Karibnya ia dengan khazanah kisah orang-orang Timur tidak lain karena pergaulannya. Ia sering memanfaatkan waktunya bercengkerama dengan orang-orang pribumi dan orang-orang Timur lainnya, seperti Arab dan Tionghoa. Menyimak kisah-kisah mereka dan menjadikannya sebagai inspirasi dalam karya-karyanya.
Meski begitu, tidak lantas membuat Dermoût dipandang sebagai seorang Belanda yang Indonesianis. Ada dua pandangan yang berbeda dari dua pakar sastra Eropa tentang Dermoût.

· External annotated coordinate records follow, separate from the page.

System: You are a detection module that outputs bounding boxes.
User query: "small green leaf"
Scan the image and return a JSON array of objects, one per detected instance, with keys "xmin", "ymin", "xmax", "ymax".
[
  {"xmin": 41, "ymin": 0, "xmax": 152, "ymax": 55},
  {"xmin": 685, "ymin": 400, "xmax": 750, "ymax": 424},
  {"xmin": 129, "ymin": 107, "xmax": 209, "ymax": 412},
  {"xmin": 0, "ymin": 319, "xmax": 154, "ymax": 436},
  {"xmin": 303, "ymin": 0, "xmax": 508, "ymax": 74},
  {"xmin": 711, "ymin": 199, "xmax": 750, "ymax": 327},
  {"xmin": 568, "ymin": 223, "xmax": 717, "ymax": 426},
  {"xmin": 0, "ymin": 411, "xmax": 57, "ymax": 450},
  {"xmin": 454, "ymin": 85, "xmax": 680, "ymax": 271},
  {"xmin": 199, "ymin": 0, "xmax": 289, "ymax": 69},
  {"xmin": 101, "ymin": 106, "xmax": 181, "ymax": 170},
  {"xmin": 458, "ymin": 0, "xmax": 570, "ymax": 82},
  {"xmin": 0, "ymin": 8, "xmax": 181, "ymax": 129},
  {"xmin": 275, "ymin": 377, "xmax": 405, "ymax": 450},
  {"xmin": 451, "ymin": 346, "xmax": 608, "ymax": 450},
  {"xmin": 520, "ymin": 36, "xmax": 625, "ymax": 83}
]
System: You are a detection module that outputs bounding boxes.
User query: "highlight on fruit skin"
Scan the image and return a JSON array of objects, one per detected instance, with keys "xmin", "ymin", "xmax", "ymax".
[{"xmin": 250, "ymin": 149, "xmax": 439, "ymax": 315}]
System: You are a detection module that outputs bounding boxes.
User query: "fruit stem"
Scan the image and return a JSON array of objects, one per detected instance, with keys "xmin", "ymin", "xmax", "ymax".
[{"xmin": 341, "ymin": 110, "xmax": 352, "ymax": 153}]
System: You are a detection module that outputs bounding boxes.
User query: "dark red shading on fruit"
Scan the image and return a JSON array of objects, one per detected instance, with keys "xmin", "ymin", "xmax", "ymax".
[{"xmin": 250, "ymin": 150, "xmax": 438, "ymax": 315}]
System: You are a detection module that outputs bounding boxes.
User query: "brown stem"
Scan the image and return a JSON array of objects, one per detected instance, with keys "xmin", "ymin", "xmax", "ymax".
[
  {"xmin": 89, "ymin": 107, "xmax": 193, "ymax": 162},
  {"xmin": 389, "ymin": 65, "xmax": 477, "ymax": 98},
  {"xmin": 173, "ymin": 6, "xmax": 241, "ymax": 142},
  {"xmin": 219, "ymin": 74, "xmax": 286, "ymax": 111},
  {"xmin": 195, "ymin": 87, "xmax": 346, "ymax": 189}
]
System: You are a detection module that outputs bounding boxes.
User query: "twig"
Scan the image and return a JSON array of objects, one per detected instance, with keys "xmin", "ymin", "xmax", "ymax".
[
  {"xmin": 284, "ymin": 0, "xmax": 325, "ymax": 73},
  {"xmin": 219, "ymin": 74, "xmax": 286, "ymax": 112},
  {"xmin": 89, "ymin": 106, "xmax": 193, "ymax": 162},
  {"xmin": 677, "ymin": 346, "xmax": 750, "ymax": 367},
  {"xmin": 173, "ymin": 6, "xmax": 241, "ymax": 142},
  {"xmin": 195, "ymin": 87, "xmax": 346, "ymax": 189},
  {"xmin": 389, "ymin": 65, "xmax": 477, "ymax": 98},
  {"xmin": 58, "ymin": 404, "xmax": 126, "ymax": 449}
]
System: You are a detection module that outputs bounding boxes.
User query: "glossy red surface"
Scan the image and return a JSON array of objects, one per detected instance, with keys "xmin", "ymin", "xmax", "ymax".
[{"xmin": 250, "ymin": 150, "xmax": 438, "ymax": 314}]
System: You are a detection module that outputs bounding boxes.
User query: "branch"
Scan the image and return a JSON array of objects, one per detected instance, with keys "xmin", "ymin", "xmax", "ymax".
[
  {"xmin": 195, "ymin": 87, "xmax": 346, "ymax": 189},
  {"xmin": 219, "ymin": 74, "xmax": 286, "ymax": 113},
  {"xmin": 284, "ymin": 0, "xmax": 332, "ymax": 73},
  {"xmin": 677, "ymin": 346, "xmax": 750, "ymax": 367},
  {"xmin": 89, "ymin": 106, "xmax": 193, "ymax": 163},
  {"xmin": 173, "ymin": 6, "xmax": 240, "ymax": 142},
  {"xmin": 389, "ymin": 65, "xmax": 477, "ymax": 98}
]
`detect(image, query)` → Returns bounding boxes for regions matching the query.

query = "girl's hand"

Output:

Rob Nieuwenhuys, dalam bukunya Mirror of The Indies (1990) menganggap Dermoût sebagai sastrawan Hindia Belanda. Sebab, apa yang dimunculkan lewat novel-novelnya, Dermoût secara tak langsung menampilkan pribadinya sebagai bagian dari Hindia Belanda, bukan sebagai orang Belanda.
Sedang, melalui “Maria Dermout and Unremembering Lost Time” (2013), Paul Doolan menyatakan Dermoût sebagai penulis Belanda. Menurut Doolan, pandangan Dermoût dalam karya-karyanya memperlihatkan karakter khas orang Belanda. Dermoût merupakan wakil dari suara kekuasaan kolonial.